New Nordic in Mumbai
If pop-ups by top chefs are making the food world go round, India is waking up to these off-beat experiences.
Two years ago, Bangkok-based chef Gaggan Anand cooked in Mumbai and Delhi to much excitement but mixed results. Other high-profile international chefs are planning collaborations with Indian counterparts. Mumbai seems to be the epicentre of these experiments.
One of the most interesting pop-ups (as yet hush-hush) early next year will be at the newly opened Masque restaurant in the Laxmi Woollen Mills compound. The restaurant, which does only tasting menus based on seasonal and local produce sourced directly from farms across the country, is a unique offering on Mumbai’s foodscape. Prateek Sadhu, its head chef and partner, has based the concept on Californian-style, farm-to-fork gastronomy and has been doing some interesting plates in the two months that the restaurant has been operational.
In January, the restaurant will see a collaborative between Sadhu and chef Matt Orlando from Amass, Copenhagen. Orlando was the head chef at Noma before leaving it to start his own venture, which is highly rated for its Noma-style new Nordic food. Sadhu, after graduating from the Culinary Institute of America, had done a stint at Noma, where he got to know Orlando.
Amass is fairly similar to Masque, and not just in the way their names sound. Both are hipster cool in their formats — located off busy commercial districts and with industrial, warehouse facades. Amass had to find a space away from the city centre because of its food philosophy. The restaurant grows much of its own ingredients and has a garden and even beehives on its premises. Masque, built on the same local-gastronomy theme, has recently acquired a farm from where it will source much of what it needs.
Orlando clearly had an impact on Sadhu and now the two chefs will travel through India next month to explore ingredients, find inspiration and finally present a 12-course collaborative meal, which will be ticketed. Mumbai’s penchant for culinary experimentation makes the city a top choice for such events. In November, the city also enthusiastically received chef Himanshu Saini.
A Delhi boy and former alumnus of Indian Accent and Farzi Café, Saini is with TresInd, the Dubai restaurant that has been making a name for itself, including within the growing tribe of “travelling foodies” from India.
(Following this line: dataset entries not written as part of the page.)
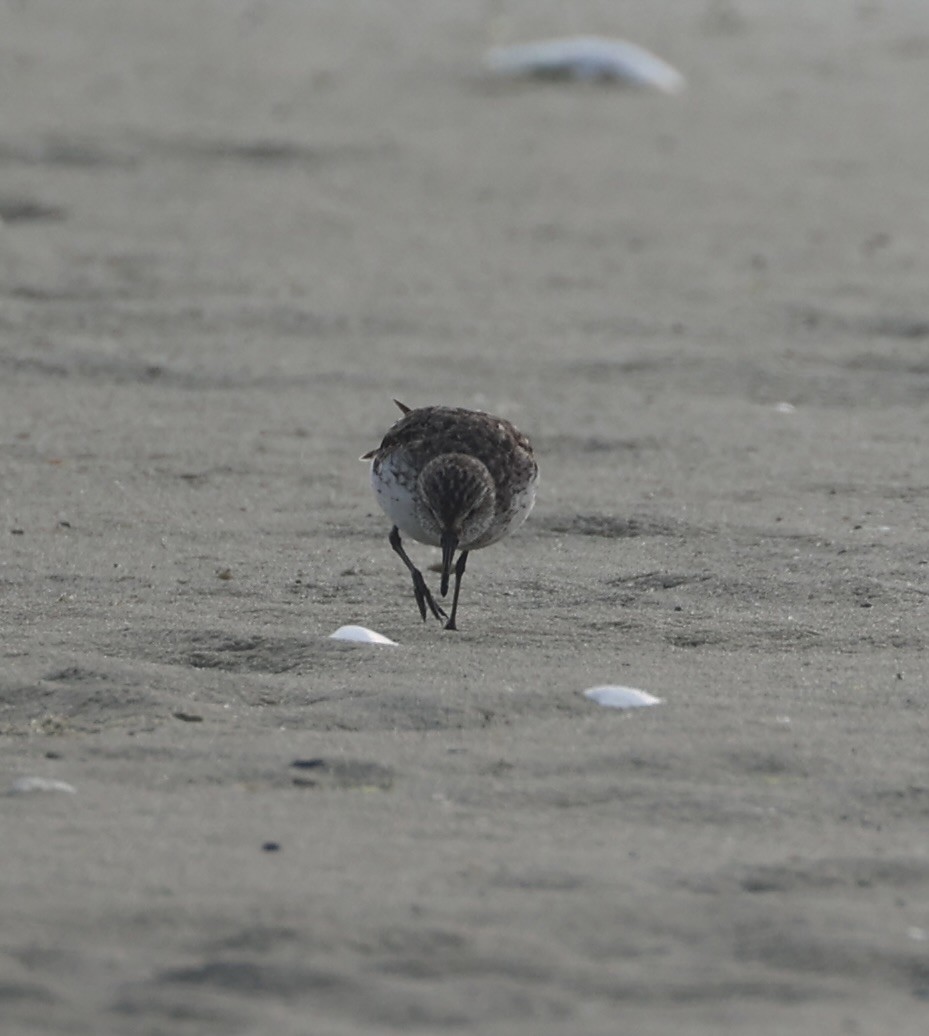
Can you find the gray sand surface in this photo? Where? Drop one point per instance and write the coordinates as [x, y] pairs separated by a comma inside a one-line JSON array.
[[233, 231]]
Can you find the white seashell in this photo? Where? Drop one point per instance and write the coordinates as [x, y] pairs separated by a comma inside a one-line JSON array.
[[360, 635], [586, 58], [23, 785], [620, 697]]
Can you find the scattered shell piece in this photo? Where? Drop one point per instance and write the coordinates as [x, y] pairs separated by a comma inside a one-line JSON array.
[[620, 697], [585, 58], [361, 635], [23, 785]]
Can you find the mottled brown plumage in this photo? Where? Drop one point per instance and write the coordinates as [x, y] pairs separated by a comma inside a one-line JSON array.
[[456, 479]]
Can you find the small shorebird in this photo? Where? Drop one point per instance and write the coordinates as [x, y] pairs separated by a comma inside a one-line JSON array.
[[454, 479]]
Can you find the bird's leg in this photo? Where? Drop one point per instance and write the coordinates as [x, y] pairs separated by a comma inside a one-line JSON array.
[[422, 592], [459, 572]]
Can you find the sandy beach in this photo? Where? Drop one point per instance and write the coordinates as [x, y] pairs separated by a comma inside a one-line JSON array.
[[233, 232]]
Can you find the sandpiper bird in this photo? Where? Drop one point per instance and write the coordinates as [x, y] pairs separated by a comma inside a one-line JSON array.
[[454, 479]]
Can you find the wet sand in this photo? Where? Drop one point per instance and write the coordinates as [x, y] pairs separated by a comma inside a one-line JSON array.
[[230, 238]]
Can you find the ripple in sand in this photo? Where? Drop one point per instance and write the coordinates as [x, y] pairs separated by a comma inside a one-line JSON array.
[[24, 785]]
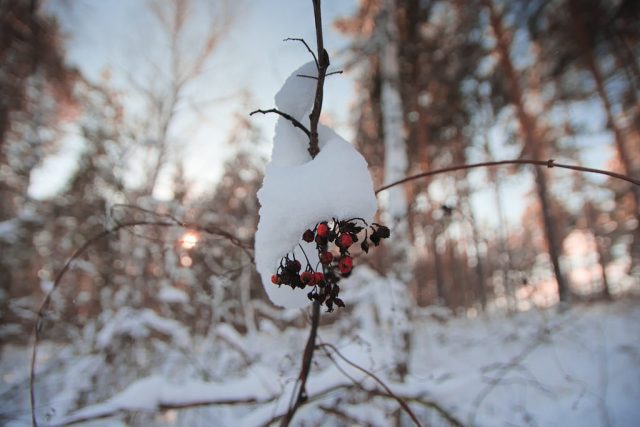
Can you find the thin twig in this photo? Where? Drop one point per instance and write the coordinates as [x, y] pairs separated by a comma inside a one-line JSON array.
[[400, 401], [306, 76], [315, 59], [40, 315], [293, 121], [547, 163], [307, 357], [323, 64]]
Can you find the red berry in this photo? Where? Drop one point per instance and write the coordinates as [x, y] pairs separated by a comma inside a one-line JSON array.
[[294, 266], [345, 240], [308, 236], [323, 230], [318, 277], [345, 264], [326, 258], [307, 278]]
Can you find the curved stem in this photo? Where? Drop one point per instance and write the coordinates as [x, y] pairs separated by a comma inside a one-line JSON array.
[[546, 163]]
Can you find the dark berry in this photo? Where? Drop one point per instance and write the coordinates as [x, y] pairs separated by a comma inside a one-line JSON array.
[[345, 265], [294, 265], [323, 230], [308, 236], [383, 232], [307, 278], [375, 238], [326, 258], [345, 241]]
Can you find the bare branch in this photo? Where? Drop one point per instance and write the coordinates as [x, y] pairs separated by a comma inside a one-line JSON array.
[[301, 393], [169, 221], [315, 59], [315, 78], [400, 401], [546, 163], [322, 64], [293, 121]]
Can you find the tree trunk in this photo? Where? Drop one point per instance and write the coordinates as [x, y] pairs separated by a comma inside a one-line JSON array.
[[531, 147], [395, 168]]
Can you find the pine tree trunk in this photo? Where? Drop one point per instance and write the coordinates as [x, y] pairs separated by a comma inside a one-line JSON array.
[[395, 167], [531, 147]]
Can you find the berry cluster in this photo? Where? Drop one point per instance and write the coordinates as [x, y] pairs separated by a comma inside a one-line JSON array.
[[334, 263]]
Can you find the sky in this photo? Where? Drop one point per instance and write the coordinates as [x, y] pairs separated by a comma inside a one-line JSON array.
[[121, 37]]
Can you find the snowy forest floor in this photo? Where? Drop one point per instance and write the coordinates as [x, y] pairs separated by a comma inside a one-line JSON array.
[[580, 367]]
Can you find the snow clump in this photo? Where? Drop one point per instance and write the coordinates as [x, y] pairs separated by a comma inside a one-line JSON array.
[[299, 192]]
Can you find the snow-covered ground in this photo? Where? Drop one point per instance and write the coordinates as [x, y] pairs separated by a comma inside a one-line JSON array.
[[576, 368]]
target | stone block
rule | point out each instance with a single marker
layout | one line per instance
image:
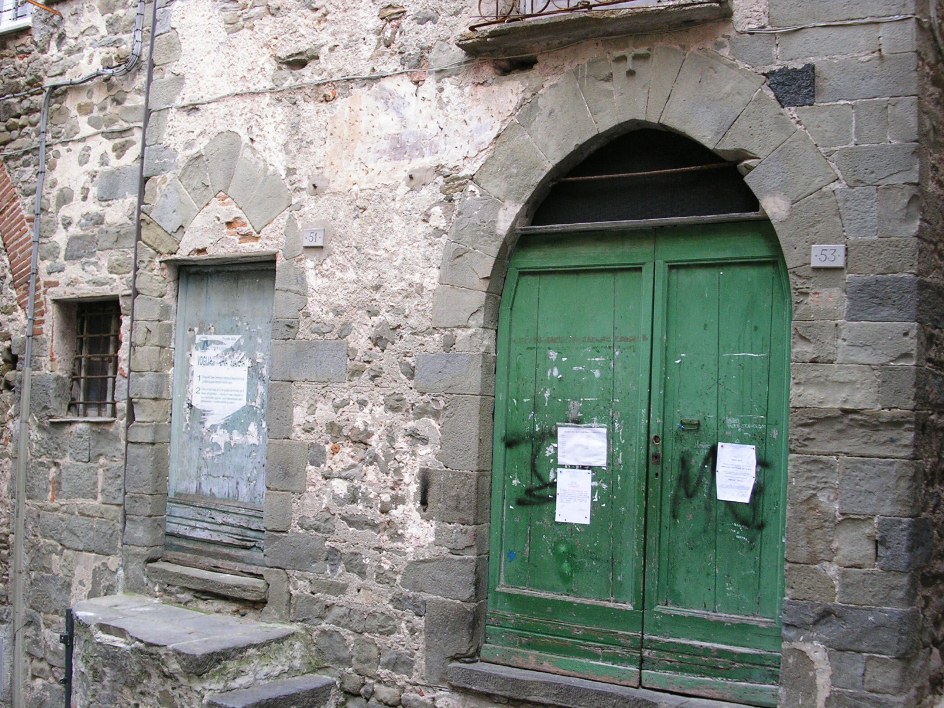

His Mumbai pop-up, put together by food events company Cellar Door Hospitality, was the first time Saini returned home to cook in a restaurant.
The event was apparently put together at short notice at the Four Seasons but was sold out. “Mumbai thankfully has a fairly experimental audience. They didn’t know much about the chef but were open to trying something new. Next time we can create a bigger wave,” says Nachiket Shetye, director, Cellar Door Hospitality. Shetye says the company will have more such high-end pop-ups next year as well as other large-scale formats like a sadhya in a wedding banquet hall.
Consumers seem more than eager to experiment with these dining experiences that take them away from regular restaurant meals. But for But for top chefs these cook-outs can be a double-edged sword. On the one hand, pop-ups provide an avenue for expressing creativity in a format that is not bound by conventional retail. Chefs can collaborate, explore and create new dishes, referencing disparate culinary cultures. On the other hand, quality can easily slip. To be in an alien kitchen and turn out the kind of flawless food you are known for is no mean task. Chefs run the risk of disappointing potential customers drawn to these one-off experiences. Yet, as they say, there’s no gain without pain.